The spirited Sophie is an orphan, and Hedlund has a lot to say about how that era regarded children, particularly girls, often without affection. Absent of marriage or the keep of a family, the prospects for poor young women in the new country were not good. They were often prey to violent or lascivious men, and when they ran out of legitimate options for survival, many turned to prostitution. The best most of these girls could hope for was domestic work.

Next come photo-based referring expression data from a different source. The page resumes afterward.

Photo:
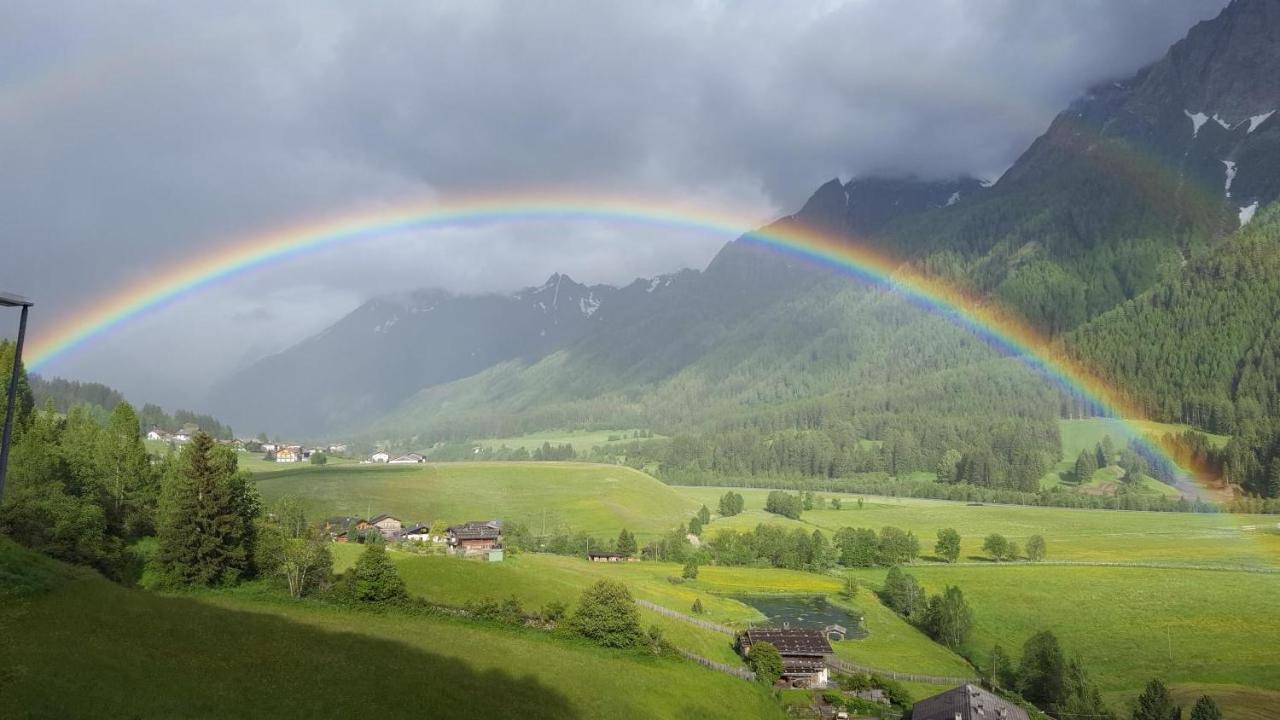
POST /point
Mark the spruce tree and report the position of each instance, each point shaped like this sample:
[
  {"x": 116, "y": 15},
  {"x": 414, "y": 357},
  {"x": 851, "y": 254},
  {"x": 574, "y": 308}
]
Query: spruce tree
[
  {"x": 1156, "y": 703},
  {"x": 206, "y": 518},
  {"x": 1206, "y": 710}
]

The Midwest presents its own set of challenges for Sophie, who brings a checkered past and a few secrets with her. She finds a home with the Duffs, a kindly couple with five boys. But the Duffs cannot accommodate the two children, Olivia and Nicholas, in Sophie’s care. Through the Children’s Aid Society, the children are placed with the severe Mr. Ramsey, a farmer who, like many people of that time, considers orphans no more than chattel. Daily life on the farm is illustrated by a lot of “ing” verbs—washing, scrubbing, and digging. When Sophie learns of the mistreatment the children must endure, her mission becomes how to rescue them and provide a home for all of them.
Because Searching for You is aimed at a Christian audience, the story includes moments when Sophie wonders if the bad luck she’s had in life is God punishing her for her sins. But Hedlund allows her characters ample opportunity for redemption, sometimes through their deeds, sometimes through other characters.